Fernando Pessoas „Buch der Unruhe“ könnte ein Dokument der Entfremdung sein – und erscheint doch eher als eines der Überheblichkeit und Herablassung. Ein Gedankenspiel.
Ich dachte eigentlich, „Das Buch der Unruhe“ von Fernando Pessoa könnte mich interessieren. Aber jetzt bin ich von dessen Beschreibung als „von Überheblichkeit getriebene Sammlung misanthropischer Miniaturen“ abgestoßen.
Die eigene Subjektive kann natürlich zu einem Gefühl der Entfremdung von den Anderen führen, die uns wegen unserer „Krabben- und Langustengedanken“ (wie Jean-Paul Sartre das in „Der Ekel“ nennt) als Außenseiter sehen. Aber das darf niemals zu Überheblichkeit führen wie scheinbar bei Pessoa.*
Klar, sind andere Menschen oft befremdlich. Aber sie sind grundsätzlich nur genauso falsch und dafür genauso richtig wie wir selbst. Außer freilich da, wo sie oder wir intolerant, herablassend, diskriminierend oder gegen Gleichberechtigung sind.

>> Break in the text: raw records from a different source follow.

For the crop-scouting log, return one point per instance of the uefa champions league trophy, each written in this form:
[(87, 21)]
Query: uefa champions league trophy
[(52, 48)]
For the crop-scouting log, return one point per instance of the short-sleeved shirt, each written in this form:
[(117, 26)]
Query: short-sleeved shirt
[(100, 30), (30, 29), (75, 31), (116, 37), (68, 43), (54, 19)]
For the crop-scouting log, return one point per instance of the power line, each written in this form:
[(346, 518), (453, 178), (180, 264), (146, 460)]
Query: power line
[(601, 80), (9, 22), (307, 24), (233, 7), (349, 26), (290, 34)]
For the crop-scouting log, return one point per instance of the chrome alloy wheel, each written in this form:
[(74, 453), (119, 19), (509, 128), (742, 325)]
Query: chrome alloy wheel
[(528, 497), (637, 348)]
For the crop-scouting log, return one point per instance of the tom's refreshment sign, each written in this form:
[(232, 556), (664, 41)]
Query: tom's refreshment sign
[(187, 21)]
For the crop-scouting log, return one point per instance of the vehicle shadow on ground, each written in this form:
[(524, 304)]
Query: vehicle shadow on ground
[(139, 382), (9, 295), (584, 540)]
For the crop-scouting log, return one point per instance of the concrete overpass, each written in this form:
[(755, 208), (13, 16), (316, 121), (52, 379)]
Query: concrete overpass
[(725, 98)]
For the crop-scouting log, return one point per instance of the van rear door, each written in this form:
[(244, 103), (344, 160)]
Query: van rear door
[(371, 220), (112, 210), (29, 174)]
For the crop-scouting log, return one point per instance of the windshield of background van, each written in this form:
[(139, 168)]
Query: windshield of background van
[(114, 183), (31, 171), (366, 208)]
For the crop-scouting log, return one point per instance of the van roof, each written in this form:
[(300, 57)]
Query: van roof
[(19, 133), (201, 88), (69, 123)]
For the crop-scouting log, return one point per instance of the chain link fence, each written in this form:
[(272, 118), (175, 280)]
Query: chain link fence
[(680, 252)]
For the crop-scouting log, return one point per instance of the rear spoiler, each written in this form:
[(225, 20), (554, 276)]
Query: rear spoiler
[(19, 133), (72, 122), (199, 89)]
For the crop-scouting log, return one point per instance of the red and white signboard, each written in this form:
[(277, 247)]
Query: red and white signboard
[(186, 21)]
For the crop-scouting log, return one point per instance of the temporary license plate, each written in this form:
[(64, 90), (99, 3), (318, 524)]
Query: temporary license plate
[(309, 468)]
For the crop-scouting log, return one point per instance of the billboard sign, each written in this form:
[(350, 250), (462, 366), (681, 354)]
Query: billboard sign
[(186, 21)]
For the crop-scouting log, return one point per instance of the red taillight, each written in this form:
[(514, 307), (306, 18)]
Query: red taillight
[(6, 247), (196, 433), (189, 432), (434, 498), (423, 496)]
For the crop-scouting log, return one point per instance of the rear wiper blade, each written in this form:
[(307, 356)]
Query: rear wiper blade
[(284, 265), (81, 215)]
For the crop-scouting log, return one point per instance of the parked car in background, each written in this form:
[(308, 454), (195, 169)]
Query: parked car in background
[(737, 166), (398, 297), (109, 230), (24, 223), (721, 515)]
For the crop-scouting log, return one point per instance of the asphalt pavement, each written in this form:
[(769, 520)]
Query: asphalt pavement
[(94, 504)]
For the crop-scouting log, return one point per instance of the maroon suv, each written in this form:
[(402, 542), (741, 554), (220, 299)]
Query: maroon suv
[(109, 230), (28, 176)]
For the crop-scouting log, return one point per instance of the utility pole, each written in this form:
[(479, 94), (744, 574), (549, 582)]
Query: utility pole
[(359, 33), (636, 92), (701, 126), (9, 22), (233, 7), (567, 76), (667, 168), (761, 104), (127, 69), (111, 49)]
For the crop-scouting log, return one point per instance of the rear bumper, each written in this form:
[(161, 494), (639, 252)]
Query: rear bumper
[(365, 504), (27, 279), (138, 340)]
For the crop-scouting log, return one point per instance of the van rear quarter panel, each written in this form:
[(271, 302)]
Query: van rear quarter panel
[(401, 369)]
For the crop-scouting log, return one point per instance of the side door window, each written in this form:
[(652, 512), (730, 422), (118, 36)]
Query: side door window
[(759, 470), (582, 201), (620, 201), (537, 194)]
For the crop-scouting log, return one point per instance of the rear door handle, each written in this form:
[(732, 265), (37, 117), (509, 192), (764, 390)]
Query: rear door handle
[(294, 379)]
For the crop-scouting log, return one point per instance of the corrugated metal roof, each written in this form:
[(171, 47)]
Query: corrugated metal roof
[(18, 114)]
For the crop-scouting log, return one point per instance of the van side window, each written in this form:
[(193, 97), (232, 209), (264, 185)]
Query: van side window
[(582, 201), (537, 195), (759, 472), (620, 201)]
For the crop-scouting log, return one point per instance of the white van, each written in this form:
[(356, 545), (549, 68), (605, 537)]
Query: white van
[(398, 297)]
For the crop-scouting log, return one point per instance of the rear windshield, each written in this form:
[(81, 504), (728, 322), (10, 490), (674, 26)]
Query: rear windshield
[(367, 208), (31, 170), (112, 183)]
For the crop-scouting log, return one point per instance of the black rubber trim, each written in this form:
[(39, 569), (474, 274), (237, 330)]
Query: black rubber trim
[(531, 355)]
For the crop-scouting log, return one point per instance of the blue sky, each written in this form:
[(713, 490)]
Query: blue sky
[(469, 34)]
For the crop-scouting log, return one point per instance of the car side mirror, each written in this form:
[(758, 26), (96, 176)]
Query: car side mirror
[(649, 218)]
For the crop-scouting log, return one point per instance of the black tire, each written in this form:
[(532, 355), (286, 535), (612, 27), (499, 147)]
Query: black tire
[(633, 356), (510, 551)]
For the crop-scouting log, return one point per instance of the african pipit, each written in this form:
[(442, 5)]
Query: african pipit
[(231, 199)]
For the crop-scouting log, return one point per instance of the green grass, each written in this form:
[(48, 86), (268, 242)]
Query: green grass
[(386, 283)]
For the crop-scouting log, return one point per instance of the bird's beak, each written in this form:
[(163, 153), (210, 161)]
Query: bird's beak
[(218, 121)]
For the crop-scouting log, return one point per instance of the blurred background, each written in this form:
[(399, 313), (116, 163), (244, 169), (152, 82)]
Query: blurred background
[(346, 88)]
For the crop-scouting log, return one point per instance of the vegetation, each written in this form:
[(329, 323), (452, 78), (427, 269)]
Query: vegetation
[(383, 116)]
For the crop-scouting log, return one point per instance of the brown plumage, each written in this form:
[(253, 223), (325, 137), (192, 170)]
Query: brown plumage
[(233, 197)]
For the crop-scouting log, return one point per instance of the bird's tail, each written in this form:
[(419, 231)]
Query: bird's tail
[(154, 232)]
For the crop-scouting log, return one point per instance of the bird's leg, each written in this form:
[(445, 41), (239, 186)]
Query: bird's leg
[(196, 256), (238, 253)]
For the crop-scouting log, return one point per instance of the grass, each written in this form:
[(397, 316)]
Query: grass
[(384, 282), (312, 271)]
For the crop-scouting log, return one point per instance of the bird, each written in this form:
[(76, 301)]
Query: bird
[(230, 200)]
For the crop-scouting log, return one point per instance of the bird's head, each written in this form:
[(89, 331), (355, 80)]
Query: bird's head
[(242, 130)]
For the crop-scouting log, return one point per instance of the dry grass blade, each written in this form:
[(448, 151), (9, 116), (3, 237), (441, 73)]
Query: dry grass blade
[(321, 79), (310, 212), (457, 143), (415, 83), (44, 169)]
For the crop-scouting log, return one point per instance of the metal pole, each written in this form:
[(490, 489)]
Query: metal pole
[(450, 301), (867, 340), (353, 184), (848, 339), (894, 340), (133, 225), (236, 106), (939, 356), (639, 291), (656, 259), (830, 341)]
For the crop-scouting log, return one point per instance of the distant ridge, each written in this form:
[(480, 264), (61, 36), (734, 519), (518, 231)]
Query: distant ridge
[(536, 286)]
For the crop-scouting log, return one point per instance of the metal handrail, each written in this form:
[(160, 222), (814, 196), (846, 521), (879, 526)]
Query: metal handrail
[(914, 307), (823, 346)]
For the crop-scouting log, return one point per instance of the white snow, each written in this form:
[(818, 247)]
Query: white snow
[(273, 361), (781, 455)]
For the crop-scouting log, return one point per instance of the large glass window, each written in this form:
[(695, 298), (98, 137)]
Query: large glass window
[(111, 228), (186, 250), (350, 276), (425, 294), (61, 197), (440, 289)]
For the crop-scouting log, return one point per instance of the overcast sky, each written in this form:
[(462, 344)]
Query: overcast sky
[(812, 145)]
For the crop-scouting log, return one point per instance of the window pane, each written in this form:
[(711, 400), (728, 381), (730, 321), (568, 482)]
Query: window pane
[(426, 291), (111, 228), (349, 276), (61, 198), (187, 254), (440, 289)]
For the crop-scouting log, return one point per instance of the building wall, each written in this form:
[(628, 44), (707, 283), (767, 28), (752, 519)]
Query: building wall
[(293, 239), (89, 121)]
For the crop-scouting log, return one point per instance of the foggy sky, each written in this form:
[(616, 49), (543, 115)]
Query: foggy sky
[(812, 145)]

Menschen ist prinzipiell mit Nachsicht zu begegnen.
Ja, ich war als Heranwachsender und junger Erwachsener auch überheblich. Diese Überheblichkeit war die einzige Überlebensstrategie gegen das entwürdigende Mobbing, ein Schutzwall. Damit ist diese Überheblichkeit vor allem Ausweis eines mangelnden Selbstwertgefühls.
Die Frage ist, ob es überhaupt eine andere Überheblichkeit gibt.
Die Aufgabe gegenüber dem „Buch der Unruhe“ wäre aus diesem Blickwinkel, dem Gefühl der Entfremdung und dem Außenseiterdasein ohne Überheblichkeit Ausdruck zu verleihen.
* Inwiefern Bernando Soares, der Erzähler des „Buches der Unruhe“, ein eigenständiges lyrisches Ich oder ein Heteronym Fernando Pessoas ist, bleibt in der Forschung umstitten. Pessoa ist jedenfalls wie Costa Brochado, mit dem er im Artikelfoto abgebildet ist, ein radikaler Antidemokrat.